When the dependent variable is categorical, the splits are determined by G2, which is based on the LogWorth statistic. LogWorth is similar to the likelihood ratio Chi-square statistic. The observations are analyzed in a crosstab table and the fitness between the observed and the actual counts are compared. In other words, the fitted values are the estimated proportions within the groups.

Findings of PISA study

Much better than regression! Salford systems (2015) compared several predictive modeling methods using an engineering data set. It was found that OLS regression could explain 62% of the variance whereas the mean square error is 107! But in the random forest the R- square is 91% while the MSE is as low as 26%.

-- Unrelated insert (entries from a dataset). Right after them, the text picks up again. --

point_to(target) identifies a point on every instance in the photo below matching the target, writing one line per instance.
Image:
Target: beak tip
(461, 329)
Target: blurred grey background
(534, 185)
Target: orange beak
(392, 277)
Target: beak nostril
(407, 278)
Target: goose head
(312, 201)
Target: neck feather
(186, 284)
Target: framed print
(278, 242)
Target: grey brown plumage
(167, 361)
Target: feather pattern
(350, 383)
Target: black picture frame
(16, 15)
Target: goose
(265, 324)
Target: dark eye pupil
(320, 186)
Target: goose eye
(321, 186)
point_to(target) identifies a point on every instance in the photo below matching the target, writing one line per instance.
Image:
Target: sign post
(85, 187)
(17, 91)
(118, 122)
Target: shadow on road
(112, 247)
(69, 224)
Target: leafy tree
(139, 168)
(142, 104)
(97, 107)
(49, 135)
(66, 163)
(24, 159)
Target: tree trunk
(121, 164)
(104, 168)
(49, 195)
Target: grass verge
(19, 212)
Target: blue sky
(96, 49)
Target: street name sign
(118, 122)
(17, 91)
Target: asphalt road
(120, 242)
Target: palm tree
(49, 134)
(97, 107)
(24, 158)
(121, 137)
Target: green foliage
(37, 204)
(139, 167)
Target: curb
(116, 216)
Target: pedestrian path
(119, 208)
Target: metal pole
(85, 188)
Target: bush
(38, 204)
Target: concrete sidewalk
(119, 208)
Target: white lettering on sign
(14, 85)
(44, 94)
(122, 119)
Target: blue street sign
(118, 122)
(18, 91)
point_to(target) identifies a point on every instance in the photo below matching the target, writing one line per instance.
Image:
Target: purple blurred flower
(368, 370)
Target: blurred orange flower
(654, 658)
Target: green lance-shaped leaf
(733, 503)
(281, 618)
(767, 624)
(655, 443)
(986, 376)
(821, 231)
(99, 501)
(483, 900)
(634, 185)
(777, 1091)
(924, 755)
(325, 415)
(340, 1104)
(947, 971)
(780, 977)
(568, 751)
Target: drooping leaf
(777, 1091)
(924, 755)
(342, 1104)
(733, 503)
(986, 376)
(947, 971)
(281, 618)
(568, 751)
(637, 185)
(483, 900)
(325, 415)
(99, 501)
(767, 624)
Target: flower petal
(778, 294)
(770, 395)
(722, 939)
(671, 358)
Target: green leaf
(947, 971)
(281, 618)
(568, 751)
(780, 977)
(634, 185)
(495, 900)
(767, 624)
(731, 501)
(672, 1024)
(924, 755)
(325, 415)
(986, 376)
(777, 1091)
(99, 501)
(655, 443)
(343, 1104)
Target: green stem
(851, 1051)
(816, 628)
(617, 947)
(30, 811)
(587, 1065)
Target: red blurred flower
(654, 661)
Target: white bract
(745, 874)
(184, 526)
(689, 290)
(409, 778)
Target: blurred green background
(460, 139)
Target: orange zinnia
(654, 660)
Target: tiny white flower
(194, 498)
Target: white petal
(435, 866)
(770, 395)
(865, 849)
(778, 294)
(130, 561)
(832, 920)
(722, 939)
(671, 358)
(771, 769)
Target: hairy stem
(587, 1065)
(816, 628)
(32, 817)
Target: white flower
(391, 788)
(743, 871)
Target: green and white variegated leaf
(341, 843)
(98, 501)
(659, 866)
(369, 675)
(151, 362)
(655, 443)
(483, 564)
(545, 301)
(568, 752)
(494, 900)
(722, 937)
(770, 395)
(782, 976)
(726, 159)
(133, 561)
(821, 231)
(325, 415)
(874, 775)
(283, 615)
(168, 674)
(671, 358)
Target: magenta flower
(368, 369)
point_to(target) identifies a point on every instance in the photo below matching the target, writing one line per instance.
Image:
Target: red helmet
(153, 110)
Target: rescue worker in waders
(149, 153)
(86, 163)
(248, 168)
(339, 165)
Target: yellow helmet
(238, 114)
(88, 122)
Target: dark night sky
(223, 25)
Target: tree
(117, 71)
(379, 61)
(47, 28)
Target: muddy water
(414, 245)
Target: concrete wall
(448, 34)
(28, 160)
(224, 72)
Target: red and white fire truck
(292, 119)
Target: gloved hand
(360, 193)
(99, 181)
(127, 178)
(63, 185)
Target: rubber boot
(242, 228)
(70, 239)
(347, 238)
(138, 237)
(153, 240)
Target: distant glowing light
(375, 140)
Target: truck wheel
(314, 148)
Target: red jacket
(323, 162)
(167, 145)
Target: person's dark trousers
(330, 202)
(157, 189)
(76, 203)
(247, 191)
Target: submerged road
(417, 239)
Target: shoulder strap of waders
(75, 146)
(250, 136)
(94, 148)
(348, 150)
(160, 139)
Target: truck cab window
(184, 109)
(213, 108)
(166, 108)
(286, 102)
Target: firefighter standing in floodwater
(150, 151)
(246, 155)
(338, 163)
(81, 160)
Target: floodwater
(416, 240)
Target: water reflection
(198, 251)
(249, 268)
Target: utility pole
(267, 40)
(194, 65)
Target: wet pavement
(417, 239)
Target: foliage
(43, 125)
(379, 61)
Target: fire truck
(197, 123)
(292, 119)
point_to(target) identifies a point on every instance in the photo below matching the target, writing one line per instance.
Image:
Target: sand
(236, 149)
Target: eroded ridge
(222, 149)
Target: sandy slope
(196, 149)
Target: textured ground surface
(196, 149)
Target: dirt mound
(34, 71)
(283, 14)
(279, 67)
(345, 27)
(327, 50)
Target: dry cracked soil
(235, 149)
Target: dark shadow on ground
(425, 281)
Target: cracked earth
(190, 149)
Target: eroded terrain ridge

Recommended strategies If the reviewer gives you harsh comments and demands more evidence, you can drop bootstrap forest on their head as the ultimate “nuclear weapon.” But if you use bootstrap forest the first time, then you have nothing more to do. Decision tree (classification tree, recursive partition tree) has another form of resampling (cross-validation). Do not use bootstrap forest in the first paper submission. Usually CV is good enough for validation.

Recommended strategies You can use two criteria (the number of splits and G2 or the number of splits and SS) to select variables if and only if the journal welcomes technical details (e.g. Journal of Data Science; Journal of Data Mining in Education...etc.) If the journal does not like technical details, use the number of splits only. If the reviewers don't understand SS, Logworth, G2...etc., it is more likely that your paper will be rejected.

Assignment 10.1 Open the data set 'US demographics' from the JMP sample data library. Use Household income as Y. Use almost all others as the predictors, except region, gross state product, latitude, and longitude. Use decision tree and hold back 30% of the data as validation portion. What is the best predictive model?

Assignment 10.2 Download the data set 'PISA_ANN.jmp' from the Unit 9 folder. Choose Analyze → Modeling → Partition Put ability into Y and all others into X, except proficiency. Run a bootstrap forest. Hold back 30% of the data as validation portion. Number of trees: 100 Which predictors would you retain?